Par la suite, Charlie fait, de façon fragmentaire, le récit d'autres événements survenus au cours de la découverte de l'Amérique. Le mugissement d'une vache dans une péniche sur la Tamise lui rappelle ainsi le mugissement du taureau qui sema la panique chez les Skroelings – même si Charlie ignore le sens du mot Skroeling. Plus tard, il se souvient aussi d'« un débarquement sur une île et [des] explorations dans les bois, où l'équipage tua trois hommes qu'ils avaient trouvés endormis sous les pins ».

Mais, conformément aux prédictions d'un ami Bengali du narrateur, la capacité de Charlie à se remémorer ses vies antérieures disparaît lorsqu'il tombe pour la première fois amoureux, et la « plus belle histoire du monde » n'est jamais écrite.

En intégrant à son histoire de métempsychose un récit de la découverte du Vinland, Kipling illustre la fascination exercée par l'histoire de la Scandinavie ancienne sur les écrivains du XIXe siècle. En témoignent par exemple, en Angleterre, les œuvres de William Morris, dont Kipling se souvenait qu'il l'avait entendu, enfant, lui raconter la Saga de Njal le Brûlé1, ou, de l'autre côté de l'Atlantique, les poèmes d'inspiration nordique de Henry Wadsworth Longfellow, dont deux sont cités dans la nouvelle : The Saga of King Olaf (1863) et The Discoverer of the North Cape (1856).

Northern Antiquities (1847), Mallet, Percy, BlackwellNorthern Antiquities traduites par l'évêque Percy et révisées par I. A. Blackwell (1847)Cette vogue est née avec la traduction en anglais par l'évêque Thomas Percy des Monuments de la mythologie et de la poésie des Celtes, et particulièrement des anciens Scandinaves de Paul Henri Mallet (1756), sous le titre Northern Antiquities (1770). La traduction porte le sous-titre « An Historical Account of the Manners, Customs, Religion and Laws, Maritime Expeditions and Discoveries, Language and Literature of the Ancient Scandinavians », ce qui résume bien son contenu. Entre 1809 et 1902, Northern Antiquities est republié six fois. Une nouvelle édition, révisée et augmentée par I. A. Blackwell, est parue en 1857.

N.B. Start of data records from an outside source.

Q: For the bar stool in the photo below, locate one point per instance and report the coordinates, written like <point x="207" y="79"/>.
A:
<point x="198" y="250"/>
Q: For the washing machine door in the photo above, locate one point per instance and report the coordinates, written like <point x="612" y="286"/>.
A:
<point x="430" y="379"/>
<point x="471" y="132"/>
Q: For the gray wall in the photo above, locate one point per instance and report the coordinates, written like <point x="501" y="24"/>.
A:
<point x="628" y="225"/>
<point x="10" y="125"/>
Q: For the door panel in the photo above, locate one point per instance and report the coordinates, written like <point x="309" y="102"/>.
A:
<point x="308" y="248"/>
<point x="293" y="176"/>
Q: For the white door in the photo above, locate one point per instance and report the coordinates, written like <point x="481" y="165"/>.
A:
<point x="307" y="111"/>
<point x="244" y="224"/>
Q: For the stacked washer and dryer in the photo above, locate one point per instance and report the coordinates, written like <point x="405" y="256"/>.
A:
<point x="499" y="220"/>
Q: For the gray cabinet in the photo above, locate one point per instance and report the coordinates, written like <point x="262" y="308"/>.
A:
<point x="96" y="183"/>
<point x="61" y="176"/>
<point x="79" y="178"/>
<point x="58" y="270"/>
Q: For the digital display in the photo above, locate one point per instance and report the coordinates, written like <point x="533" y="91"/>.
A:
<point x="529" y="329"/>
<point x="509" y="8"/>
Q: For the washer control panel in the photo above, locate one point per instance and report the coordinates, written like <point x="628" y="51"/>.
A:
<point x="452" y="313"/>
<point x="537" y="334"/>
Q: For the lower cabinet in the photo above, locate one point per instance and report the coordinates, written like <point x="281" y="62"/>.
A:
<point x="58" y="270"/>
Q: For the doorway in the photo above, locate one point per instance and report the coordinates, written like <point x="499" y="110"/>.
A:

Les Northern Antiquities « représentaient le point de départ naturel pour tout adulte de l'époque victorienne désireux d'acquérir des connaissances sur les mythes et la religion de la période viking2», et c'est sans doute à raison que le Readers' Guide to Rudyard Kipling’s Works3 considère qu'elles ont servi de source à Kipling.

Tant la traduction de Percy que la version révisée par Blackwell accordent un intérêt particulier aux expéditions maritimes des anciens Scandinaves dans l'Atlantique Nord et présentent un résumés des sagas du Vinland4. La plupart des histoires racontées par Charlie y figurent.


1 Kipling, Rudyard. Something of Myself. London : Macmillan, 1937. Ch. 1.
2 Wawn, Andrew. The Vikings and the Victorians : inventing the old north in nineteenth-century Britain. Woodbridge : D. S. Brewer, 2002. P. 184.
3 Publié en huit volumes entre 1961 et 1972, et dont la Kipling Society propose une version mise à jour sur son site, dont les notes sur The Finest Story in the World.
4 Résumé de deuxième main chez Percy, à la suite de Mallet, puisqu'il dérive principalement de l'Historia Vinlandiæ antiquæ de Thormod Torfæus (1705), tandis que Blackwell a eu accès aux Antiquitates Americanæ de C. C. Rafn (1837), qui contiennent une édition et une traduction des sagas.